El discernió el propósito divino en David y resolvió participar con toda su
fuerza en el establecimiento del reinado desde Dan hasta Beerseba. Este hombre
no se conformó con algo a medias; tenía que ser sólo David a la cabeza de la
nación.
Es cierto que a
causa de la perfidia de su rival sin escrúpulo él terminó su vida de una manera
nada loable, pero con todo Abner representa un reto para nosotros. Mientras
sirvamos de cualquier manera las iniciativas de la carne, estamos favoreciendo
“la casa de Saúl”. Al negar lo que pide la naturaleza vieja, pasamos en figura
a Hebrón, el lugar de comunión, para llevar en alto la bandera de aquél cuyo
nombre debemos ensalzar.
David era un líder digno y fue la devoción a él lo
que aglutinaba el grupito que le sirvió. Al comienzo ellos tenían que compartir
en su reproche y adversidad, pero más adelante entraron en
los frutos de su ensalzamiento, y sus nombres por
fin fueron inscritos en el cuadro de honor.
Nuestra guerra
En esta larga guerra entre la carne
y el Espíritu no hay atajo que nos conduzca a la victoria, pero el fin es
seguro: “Es preciso que él reine hasta que haya puesto a todos sus enemigos
debajo de sus pies”, 1 Corintios 15.25. “Gracias sean dadas a Dios, que nos da
la victoria por medio de nuestro Señor Jesucristo”, 15.57. Que la experiencia
del lector y del escritor sea la del fortalecimiento del “hombre nuevo”

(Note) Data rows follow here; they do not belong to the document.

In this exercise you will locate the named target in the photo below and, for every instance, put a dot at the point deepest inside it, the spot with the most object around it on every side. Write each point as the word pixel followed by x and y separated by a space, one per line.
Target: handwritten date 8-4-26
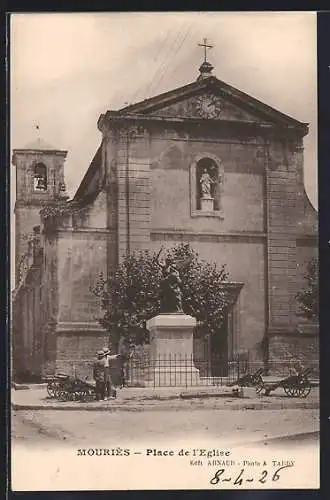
pixel 263 477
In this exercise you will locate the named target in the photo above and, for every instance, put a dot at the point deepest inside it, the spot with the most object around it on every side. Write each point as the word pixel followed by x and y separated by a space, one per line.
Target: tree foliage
pixel 308 298
pixel 130 294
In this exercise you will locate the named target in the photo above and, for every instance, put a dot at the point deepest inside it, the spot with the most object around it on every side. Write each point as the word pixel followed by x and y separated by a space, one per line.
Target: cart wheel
pixel 305 389
pixel 290 391
pixel 51 389
pixel 62 395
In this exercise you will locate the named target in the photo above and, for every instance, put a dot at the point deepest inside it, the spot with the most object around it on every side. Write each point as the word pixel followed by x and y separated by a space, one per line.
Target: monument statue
pixel 170 287
pixel 206 182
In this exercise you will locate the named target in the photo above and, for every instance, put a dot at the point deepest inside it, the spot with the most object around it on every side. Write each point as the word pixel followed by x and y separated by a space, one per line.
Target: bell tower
pixel 39 180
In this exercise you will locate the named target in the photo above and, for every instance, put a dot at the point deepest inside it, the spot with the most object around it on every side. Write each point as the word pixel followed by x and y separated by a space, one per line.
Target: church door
pixel 219 351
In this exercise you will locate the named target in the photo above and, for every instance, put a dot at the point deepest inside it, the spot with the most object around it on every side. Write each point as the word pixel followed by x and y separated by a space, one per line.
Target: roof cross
pixel 206 46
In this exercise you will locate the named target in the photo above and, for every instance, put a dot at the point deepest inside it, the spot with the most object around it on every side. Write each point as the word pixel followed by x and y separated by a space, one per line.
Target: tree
pixel 308 298
pixel 130 294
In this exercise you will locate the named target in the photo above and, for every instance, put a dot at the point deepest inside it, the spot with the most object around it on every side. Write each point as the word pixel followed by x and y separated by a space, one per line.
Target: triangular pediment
pixel 212 99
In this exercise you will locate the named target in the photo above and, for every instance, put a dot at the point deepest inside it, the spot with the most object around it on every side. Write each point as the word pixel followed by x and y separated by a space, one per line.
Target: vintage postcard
pixel 164 251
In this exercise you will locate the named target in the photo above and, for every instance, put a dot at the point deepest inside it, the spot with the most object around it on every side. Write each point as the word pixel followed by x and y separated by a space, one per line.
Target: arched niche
pixel 40 177
pixel 206 186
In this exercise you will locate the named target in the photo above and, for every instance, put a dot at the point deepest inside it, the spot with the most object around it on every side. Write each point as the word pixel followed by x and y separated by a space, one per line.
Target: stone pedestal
pixel 171 339
pixel 207 204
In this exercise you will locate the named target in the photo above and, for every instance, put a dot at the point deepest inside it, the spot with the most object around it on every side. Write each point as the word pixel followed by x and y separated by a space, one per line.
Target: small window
pixel 206 186
pixel 40 177
pixel 207 178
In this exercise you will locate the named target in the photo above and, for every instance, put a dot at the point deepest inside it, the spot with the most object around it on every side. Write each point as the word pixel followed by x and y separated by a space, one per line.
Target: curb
pixel 298 405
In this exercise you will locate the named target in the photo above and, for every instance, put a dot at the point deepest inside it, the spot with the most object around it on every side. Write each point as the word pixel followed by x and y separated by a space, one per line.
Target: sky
pixel 67 69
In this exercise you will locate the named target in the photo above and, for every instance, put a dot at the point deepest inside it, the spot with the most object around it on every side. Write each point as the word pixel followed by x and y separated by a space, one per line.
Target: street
pixel 47 428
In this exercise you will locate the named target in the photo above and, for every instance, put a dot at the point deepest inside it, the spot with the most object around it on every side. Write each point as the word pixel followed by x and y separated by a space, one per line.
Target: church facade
pixel 205 164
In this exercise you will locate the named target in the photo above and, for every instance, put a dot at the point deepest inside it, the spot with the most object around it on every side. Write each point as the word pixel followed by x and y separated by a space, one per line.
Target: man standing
pixel 110 391
pixel 99 376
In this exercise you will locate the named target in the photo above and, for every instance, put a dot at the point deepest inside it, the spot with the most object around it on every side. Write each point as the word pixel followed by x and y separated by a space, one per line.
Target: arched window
pixel 206 186
pixel 40 177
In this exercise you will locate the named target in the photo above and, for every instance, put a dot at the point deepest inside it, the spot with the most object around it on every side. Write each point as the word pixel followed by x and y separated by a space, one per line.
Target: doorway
pixel 219 350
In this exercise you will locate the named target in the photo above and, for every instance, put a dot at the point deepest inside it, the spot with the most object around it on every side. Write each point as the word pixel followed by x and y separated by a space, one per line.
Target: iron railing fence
pixel 189 371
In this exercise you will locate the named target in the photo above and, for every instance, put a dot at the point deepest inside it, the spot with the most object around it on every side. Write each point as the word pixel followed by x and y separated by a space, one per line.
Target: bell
pixel 41 183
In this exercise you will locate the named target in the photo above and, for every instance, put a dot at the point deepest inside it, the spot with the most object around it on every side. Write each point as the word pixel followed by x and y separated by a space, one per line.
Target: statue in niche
pixel 170 287
pixel 206 182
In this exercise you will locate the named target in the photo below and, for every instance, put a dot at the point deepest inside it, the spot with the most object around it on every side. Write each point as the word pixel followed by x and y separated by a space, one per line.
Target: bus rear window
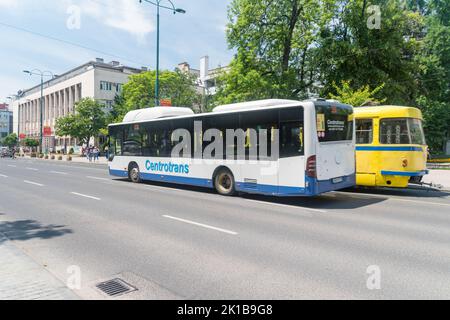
pixel 334 123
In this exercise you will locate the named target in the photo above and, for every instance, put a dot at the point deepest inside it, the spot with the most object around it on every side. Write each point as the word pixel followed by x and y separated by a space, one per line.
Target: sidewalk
pixel 439 177
pixel 21 278
pixel 78 159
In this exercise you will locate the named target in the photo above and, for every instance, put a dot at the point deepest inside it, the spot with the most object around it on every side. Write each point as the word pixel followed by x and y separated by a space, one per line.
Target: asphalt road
pixel 184 243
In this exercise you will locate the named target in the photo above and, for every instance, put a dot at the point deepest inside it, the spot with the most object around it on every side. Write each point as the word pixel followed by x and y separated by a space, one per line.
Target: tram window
pixel 364 131
pixel 394 131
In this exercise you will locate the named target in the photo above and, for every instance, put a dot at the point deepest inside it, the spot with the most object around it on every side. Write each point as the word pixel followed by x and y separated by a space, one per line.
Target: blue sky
pixel 122 30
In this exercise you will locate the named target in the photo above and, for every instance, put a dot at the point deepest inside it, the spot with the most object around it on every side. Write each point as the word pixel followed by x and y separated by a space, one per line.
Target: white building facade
pixel 6 121
pixel 96 79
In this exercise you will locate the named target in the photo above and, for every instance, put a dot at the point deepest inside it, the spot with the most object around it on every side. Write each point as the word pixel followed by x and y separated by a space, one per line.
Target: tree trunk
pixel 295 13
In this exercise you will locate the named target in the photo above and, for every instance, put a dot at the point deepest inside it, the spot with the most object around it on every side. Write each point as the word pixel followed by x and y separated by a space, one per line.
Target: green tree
pixel 357 97
pixel 11 140
pixel 274 41
pixel 139 92
pixel 87 121
pixel 349 50
pixel 433 74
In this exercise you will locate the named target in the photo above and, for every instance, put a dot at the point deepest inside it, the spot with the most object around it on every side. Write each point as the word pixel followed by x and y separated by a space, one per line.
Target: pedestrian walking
pixel 90 154
pixel 96 154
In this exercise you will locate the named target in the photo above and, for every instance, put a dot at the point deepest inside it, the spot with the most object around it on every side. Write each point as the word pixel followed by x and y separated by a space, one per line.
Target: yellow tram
pixel 390 146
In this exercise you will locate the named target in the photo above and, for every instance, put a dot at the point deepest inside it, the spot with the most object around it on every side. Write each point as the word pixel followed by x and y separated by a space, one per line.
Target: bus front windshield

mientras el “viejo” vaya debilitándose más y más.
Vivimos en
tiempos cuando muchos son amadores de sí mismos y malgastan vastas sumas de
dinero en cosméticos, adornos y comodidades que no son más que medios para
gratificar la carne. El creyente tiene que estar en alerta, acaso entre en su
alma ese espíritu insidioso que predomina en el mundo. El rico insensato de
Lucas 12 — el que resolvió construir los graneros — quería todo para sí pero no
era rico para con Dios.
¿Nos favorecemos
a nosotros mismos con tiempo y dinero que deben ser dedicados al Señor? Nuestro
deber y privilegio no es el de extender un reino desde Dan hasta Beerseba, sino
“hasta lo último de la tierra”, Hechos 1.8.